Environmental Awareness

Joy Global Inc. and its operating companies are committed to safe environmental practices and stewardship.

Joy Global manufactures mining equipment which is driven by electricity rather than diesel fuel. In the United States, our environmental compliance meets or exceeds all federal, state, and local regulations. Also, approximately half of our company’s assets and personnel are located outside of the U.S., including countries such as the U.K., Australia and Canada, where we are compliant with reporting our machinery’s “carbon footprint.”

Since the start of the current industry growth phase in 2003, we have redesigned and streamlined many of our manufacturing processes to make them more efficient – allowing us to significantly grow our realizable capacity without adding roofline. The result has been an increased cost and carbon efficiency of our manufacturing facilities.

Although our equipment is used to mine a wide range of minerals and metals, we mine more coal than any other commodity. Domestic energy is fast becoming a national security imperative to reduce the high cost of imported energy. Energy supply-demand models and analyses, including those from the International Energy Agency and the U.S. Department of Energy, indicate that neither the U.S. nor the world can satisfy the growing need for energy without coal in the fuel supply base for many more decades. This nation's abundant and affordable coal reserves can provide an invaluable hedge against dependence on both foreign energy and alternative energy sources which are substantially more expensive, while available and developing technology can make coal environmentally compliant.

Ensuring that sufficient domestic coal is produced, transported and converted into the energy products demanded by a growing and increasingly energy dependent economy is imperative. It is critical that we establish environmental policies that balance the need for expanded and affordable energy supplies with reasonable and sensible environmental protection requirements.

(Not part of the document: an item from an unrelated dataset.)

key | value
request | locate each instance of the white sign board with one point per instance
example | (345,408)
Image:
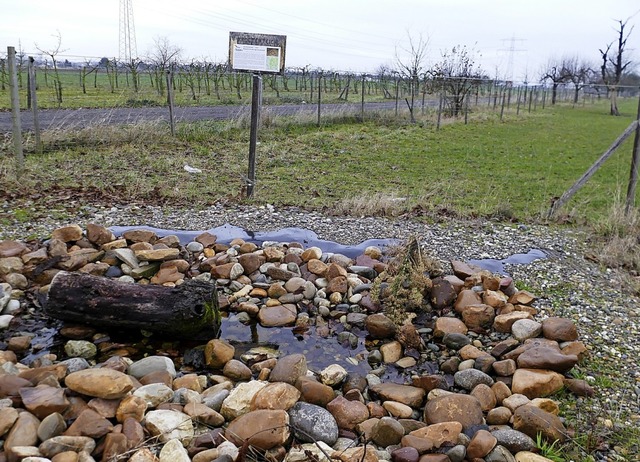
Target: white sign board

In addition to legislative certainty, these clean coal technologies will require broad funding to enable rapid development and deployment. We support carbon allowances if the funds are directed into development of key technologies and are phased in on a timeline that contemplates the availability of effective and cost-efficient technology. It is also important that any targets or caps associated with carbon allowances are matched to available technology. If coal remains a key part of energy supply, it must also become part of the climate change solution; it is imperative, therefore, that targets enhance – rather than undermine – the development and deployment of related technologies.

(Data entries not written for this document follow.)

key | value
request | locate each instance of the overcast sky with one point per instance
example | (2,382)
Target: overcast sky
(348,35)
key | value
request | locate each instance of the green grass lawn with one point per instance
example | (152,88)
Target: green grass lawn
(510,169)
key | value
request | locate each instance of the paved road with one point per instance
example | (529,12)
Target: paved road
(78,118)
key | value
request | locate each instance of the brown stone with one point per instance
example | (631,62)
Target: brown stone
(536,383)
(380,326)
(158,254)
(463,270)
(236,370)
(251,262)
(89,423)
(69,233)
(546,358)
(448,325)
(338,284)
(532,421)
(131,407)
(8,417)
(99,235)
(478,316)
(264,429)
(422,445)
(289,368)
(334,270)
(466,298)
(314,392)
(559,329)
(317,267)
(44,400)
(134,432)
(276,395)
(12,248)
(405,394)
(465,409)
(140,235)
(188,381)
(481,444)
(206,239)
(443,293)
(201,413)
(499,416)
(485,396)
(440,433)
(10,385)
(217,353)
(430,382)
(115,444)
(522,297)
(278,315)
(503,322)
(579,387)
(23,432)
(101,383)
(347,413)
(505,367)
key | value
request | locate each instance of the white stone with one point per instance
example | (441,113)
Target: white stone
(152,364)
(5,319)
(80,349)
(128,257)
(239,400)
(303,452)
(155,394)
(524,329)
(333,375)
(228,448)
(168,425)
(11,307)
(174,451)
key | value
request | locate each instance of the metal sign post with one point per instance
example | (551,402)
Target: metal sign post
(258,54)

This issue is also global one. If the U.S. places too burdensome a level of restriction on companies doing business domestically – thus fostering an uncompetitive environment – they may relocate to other parts of the world which have a significantly reduced environmentally-friendly agenda. This may ultimately result in an ever greater worldwide problem. We also believe that all associated industries – not just electricity generation – should be governed by emissions requirements, as transportation and natural gas also emit carbons.